Let's look at what we did from 2002-2003. We multiplied the current population by 1 plus the percentage increase. Now we're told to assume this is constant. Each year, the population is $1.029$ times the previous year's population. As we showed above, in 2003, this would be $1.029*650000000$. Let's look at 2004. It would be $1.029*(1.029*65000000)$. In 2005, it would be $1.029*(1.029*1.029*650000000)$. Do you notice a pattern here? Basically we are multiplying the original population by $1.029$ once for each year that has passed. In 2020, we have passed 18 years, so we need to multiply by $1.029$ 18 times, or $650000000*(1.029)^{18}$. Does that make sense?
If you want to test if you really understand it, try to figure out what the population was in 1998 if each year the population increase was the same, i.e. $2.9\%$.
Let's think about this. Africa has a population of $650,000,000$ and is increasing every year by $2.9\%$. So next year they will have all the $650$ million and another $2.9\%$, this means they will have $$650+2.9\%(650)=650+0.029(650)=668,850,000$$ million people next year. But notice that both the terms above have a $650$ in common! So we can factor that number out. This gives us $$650(1+2.9\%)=650(1+0.029)=650(1.029)$$ So the number we could have multiplied by was $1.029$.
What did we learn from this? If we want to find something if it increases by some percentage $x\%$ after a certain time, we can multiply it by $$1+d$$ where $d$ is the percentage written as a decimal! Of course, if the number is DECREASING by a certain percentage each year, instead we could multiply by $$1-d$$ where $d$ is the decimal representation of our percentage.
Now for the second part.
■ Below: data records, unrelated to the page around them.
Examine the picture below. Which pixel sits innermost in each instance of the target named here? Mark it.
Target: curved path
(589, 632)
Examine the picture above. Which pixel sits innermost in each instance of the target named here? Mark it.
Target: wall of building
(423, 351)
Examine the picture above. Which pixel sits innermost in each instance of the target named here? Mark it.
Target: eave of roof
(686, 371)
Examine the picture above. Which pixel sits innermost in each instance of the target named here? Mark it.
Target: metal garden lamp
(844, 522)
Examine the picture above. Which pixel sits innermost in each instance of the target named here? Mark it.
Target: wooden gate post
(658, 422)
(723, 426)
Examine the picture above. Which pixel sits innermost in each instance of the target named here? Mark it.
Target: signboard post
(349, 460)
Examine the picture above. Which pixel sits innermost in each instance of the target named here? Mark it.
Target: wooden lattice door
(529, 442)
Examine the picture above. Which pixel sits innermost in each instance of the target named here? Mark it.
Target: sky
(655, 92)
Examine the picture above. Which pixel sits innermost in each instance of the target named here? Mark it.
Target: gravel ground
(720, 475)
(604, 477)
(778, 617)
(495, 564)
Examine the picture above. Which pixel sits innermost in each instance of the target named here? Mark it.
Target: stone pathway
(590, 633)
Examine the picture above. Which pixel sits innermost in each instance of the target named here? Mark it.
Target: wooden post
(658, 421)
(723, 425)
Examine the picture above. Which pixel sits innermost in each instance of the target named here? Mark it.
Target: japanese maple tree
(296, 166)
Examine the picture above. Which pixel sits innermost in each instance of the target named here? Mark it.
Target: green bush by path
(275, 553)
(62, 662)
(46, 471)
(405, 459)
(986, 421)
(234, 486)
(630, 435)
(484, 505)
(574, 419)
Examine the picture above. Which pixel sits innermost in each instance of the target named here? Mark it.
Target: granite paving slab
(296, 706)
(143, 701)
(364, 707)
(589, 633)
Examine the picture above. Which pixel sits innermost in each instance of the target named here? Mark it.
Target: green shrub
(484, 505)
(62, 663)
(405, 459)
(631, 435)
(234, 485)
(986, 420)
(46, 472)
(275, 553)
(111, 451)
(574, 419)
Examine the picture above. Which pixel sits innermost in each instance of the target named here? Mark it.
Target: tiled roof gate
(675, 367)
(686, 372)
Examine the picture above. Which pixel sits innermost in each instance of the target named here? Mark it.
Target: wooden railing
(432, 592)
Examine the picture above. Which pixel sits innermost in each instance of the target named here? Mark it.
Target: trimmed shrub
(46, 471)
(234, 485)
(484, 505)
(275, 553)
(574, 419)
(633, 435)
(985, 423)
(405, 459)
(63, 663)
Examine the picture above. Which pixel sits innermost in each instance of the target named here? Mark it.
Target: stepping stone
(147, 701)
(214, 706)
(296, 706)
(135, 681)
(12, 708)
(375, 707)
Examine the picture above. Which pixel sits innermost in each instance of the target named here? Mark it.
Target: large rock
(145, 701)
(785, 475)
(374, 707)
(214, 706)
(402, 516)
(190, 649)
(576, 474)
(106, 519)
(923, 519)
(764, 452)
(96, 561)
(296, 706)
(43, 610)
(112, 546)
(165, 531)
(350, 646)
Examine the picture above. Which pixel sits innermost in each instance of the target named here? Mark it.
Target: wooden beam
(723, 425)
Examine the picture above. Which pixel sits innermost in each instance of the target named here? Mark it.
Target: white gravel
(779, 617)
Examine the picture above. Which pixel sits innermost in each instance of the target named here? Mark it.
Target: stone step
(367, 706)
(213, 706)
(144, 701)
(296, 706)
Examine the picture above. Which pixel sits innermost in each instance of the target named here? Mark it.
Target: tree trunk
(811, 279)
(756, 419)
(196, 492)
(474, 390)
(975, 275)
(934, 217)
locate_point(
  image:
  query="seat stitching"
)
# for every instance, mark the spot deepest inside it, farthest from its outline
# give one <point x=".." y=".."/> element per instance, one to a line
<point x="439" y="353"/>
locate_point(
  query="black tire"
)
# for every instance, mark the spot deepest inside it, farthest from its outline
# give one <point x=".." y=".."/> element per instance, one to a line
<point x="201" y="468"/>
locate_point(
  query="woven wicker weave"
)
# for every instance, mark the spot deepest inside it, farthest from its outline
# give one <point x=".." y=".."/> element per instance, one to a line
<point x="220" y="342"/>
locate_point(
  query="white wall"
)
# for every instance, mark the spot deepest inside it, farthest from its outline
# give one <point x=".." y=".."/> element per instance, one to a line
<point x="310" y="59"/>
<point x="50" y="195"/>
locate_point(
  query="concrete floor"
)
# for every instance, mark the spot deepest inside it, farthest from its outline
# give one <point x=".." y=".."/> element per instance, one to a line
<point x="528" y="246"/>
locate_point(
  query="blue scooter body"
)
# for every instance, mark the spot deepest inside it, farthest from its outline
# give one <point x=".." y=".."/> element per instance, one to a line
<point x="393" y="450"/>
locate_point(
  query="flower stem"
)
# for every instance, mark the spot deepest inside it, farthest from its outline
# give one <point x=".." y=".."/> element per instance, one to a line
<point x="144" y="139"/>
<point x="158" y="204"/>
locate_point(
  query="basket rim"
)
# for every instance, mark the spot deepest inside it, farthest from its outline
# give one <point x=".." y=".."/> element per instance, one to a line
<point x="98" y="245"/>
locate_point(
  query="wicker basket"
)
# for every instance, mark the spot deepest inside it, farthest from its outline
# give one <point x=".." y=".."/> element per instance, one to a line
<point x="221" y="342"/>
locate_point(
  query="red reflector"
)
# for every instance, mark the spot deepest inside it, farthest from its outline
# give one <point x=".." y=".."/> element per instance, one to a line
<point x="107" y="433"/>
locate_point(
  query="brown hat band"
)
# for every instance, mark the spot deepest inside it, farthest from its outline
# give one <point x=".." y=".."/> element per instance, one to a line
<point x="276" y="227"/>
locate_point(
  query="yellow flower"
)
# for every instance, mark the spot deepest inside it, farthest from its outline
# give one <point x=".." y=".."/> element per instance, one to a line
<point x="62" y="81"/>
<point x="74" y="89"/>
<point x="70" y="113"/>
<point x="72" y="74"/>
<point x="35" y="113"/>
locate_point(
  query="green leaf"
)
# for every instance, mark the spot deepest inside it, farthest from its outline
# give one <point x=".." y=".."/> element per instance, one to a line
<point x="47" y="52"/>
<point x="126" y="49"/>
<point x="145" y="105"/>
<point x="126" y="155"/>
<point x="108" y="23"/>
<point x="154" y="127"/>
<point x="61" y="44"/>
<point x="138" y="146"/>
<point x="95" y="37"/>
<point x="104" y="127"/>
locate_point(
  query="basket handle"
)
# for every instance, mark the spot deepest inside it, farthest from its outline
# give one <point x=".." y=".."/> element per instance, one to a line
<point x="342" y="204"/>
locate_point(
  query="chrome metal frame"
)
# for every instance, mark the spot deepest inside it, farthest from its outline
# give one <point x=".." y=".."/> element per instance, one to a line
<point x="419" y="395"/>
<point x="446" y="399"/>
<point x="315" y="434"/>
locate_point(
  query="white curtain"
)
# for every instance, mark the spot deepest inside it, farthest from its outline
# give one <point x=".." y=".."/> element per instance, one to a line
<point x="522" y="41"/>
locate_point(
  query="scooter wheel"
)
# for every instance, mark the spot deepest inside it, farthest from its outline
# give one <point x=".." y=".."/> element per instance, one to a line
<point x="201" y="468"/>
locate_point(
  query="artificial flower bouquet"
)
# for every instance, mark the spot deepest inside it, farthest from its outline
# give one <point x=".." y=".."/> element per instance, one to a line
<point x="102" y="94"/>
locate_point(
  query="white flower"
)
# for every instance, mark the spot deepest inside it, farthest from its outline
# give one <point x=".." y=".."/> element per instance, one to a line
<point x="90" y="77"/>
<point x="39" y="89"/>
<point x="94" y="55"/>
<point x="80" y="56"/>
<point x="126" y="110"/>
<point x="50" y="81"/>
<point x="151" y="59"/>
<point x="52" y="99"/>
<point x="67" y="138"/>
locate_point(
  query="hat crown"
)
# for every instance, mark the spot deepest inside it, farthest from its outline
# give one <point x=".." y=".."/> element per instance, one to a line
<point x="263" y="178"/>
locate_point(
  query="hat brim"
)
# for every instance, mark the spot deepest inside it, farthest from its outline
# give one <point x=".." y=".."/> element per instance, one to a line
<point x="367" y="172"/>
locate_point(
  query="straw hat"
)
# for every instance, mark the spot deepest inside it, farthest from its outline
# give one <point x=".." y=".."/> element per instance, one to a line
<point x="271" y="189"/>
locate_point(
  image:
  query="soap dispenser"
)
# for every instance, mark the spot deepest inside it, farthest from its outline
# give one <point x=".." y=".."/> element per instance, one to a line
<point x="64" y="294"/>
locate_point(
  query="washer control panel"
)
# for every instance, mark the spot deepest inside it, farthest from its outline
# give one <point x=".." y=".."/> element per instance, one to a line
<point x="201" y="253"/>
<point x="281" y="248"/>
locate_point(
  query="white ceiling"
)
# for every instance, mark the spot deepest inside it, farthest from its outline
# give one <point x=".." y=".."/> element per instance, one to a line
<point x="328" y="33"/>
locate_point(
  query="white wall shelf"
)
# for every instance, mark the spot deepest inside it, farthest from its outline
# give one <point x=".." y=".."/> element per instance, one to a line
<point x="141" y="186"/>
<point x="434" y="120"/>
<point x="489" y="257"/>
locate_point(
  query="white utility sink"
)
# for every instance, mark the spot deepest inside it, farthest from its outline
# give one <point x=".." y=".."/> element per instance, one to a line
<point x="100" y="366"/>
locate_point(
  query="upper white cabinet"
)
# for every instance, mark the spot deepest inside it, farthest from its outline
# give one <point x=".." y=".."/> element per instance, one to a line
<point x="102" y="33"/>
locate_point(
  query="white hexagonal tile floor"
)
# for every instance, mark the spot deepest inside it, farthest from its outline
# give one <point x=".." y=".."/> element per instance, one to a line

Think after 1 year, the year 2003, the population in Africa was $$650(1+0.029)$$ The next year, it grows by another $2.9\%$. That means the number we just got grows by another $2.9\%$, but from what we just learned that means it's $$\big(650(1+0.029)\big)(1+0.029)=650(1+0.029)^2$$ We can continue this process again and again until we reach the desired year of 2020. This will give us a number of the form $$650(1+0.029)^t$$ I'll let you figure out what the number $t$ will be!